Les « papis de l’électro » de Bumcello fêtent leur 20e anniversaire à la Maroquinerie

Bumcello fête ses 20 ans à la Maroquinerie, jusqu'en février 2019. / © France 3 Paris IDF
Bumcello fête ses 20 ans à la Maroquinerie, jusqu'en février 2019. / © France 3 Paris IDF

Ils ont inventé une musique électronique sans ordinateur : le groupe parisien Bumcello fête ses 20 ans de folie à la Maroquinerie avec Monster Talk. Un nouvel album toujours aussi groove qui fourmille de mille sonorités.

Par Jean-Laurent Serra

Lorsque le violoncelliste Vincent Ségal se retrouve sur une scène avec son compère et ami Cyril Atef à la batterie, le concert a toutes ses chances de se transformer en bœuf géant. Difficile, en effet, pour ces deux musiciens virtuoses d’échapper à leur sacerdoce : l’improvisation. Et pourtant, rien ne prédisposait le jeune Vincent Ségal à sortir de la partition classique.
Dès l’école primaire, il suit des classes musicales. Il intègre rapidement le conservatoire de Reims puis le conservatoire national de Lyon où il décroche le sésame du premier prix. Mais voilà, c’est à Paris qu’il s’installe et découvre les joies du jazz, le plaisir du violoncelle électrique et de la musique contemporaine.
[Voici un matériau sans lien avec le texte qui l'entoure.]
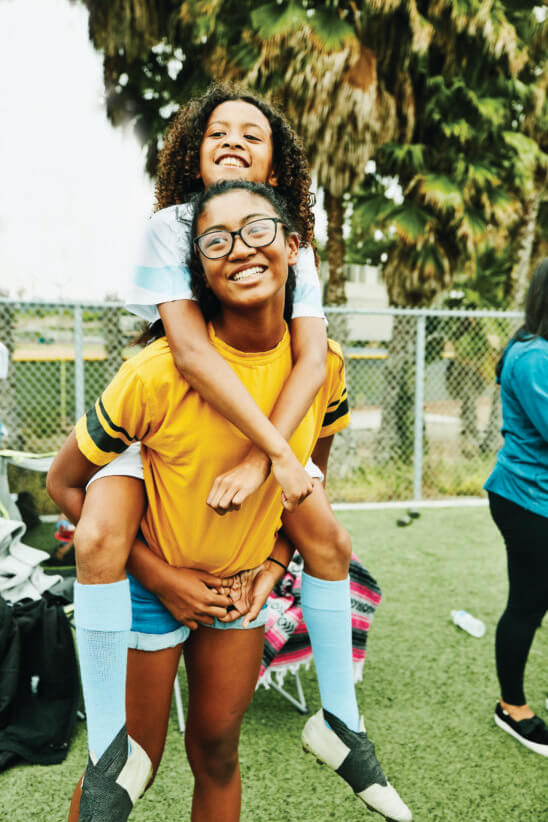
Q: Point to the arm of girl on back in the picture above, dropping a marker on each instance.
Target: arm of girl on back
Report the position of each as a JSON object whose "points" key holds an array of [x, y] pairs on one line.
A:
{"points": [[209, 374]]}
En 1998, il y a pile 20 ans, il rencontre le percussionniste Cyril Atef, et l’aventure Bumcello commence. « A cette période, je jouais du classique le matin, mais l’après-midi et surtout le soir, j’avais envie de faire bouger et danser les gens» sourit Vincent. « On n’était pas DJ, et dans les boîtes, c’était la mode des DJs qui faisaient danser les gens, » ajoute Cyril.
 

« On est des papis de l’électro »

« Alors, on est allé voir le patron d’un bar de la rue Oberkampf dans le 11ème arrondissement et on lui a dit, on a un violoncelle électrique et une batterie et on va faire danser les gens, tu verras, » reprend Vincent, amusé. Et ça a marché. Le groupe Bumcello s’est très vite fait une jolie réputation.
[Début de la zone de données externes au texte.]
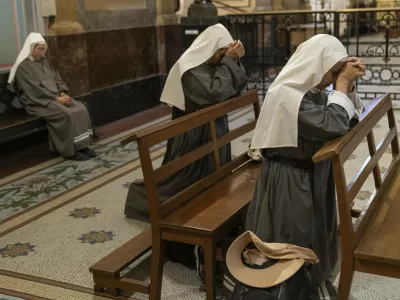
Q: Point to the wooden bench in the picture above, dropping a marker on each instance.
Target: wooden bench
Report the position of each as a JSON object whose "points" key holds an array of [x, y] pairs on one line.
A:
{"points": [[202, 214], [371, 245]]}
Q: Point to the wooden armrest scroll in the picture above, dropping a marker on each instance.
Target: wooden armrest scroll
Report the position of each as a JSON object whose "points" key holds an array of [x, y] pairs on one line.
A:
{"points": [[373, 112]]}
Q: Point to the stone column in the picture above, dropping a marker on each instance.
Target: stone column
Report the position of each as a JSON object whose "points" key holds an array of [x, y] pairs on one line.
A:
{"points": [[66, 21], [68, 48], [166, 30]]}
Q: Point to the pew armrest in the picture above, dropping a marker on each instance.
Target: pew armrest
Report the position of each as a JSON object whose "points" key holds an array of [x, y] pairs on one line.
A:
{"points": [[368, 119]]}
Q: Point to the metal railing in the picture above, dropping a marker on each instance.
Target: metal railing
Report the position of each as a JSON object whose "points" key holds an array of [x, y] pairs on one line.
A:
{"points": [[372, 34]]}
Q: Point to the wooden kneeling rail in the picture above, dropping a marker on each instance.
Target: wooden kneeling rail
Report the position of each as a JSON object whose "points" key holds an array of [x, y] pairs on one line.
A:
{"points": [[371, 245], [202, 214]]}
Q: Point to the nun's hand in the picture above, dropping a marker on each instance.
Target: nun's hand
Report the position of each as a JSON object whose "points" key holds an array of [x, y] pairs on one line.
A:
{"points": [[357, 63], [351, 73], [235, 50]]}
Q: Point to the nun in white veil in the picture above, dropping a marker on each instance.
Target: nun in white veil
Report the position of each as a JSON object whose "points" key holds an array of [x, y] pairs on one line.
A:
{"points": [[45, 95], [207, 73], [294, 201]]}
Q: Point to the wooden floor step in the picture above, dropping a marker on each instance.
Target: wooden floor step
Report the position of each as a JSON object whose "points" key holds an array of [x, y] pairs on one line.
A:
{"points": [[119, 259]]}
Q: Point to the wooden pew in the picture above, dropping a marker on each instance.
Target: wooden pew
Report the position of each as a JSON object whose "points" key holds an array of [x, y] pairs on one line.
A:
{"points": [[202, 214], [371, 245]]}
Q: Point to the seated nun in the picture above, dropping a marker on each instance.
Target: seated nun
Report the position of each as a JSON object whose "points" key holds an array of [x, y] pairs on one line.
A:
{"points": [[44, 94], [294, 201], [208, 73]]}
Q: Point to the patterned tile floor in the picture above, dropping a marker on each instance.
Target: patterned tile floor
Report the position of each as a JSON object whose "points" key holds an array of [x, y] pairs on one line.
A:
{"points": [[93, 226]]}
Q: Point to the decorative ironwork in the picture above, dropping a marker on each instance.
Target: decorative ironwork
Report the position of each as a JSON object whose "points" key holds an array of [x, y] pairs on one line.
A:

D’autant que les compères avaient un autre secret que celui l’improvisation. Leur style de musique, une sorte de trip hop lancinante très proche de la trance, déroule un groove qui oblige la danse et rappelle la structure de la musique électronique. Une véritable performance car Bumcello joue sans ordinateur :

Il y a de l’électronique,  mais c’est de l’électronique de vieux papis. On n’a pas d’ordinateur, on n’a pas de séquenceur, on n’a pas les petits pads sur scène, on n’a rien de tout ça. On improvise direct, on crée les sons et on envoie.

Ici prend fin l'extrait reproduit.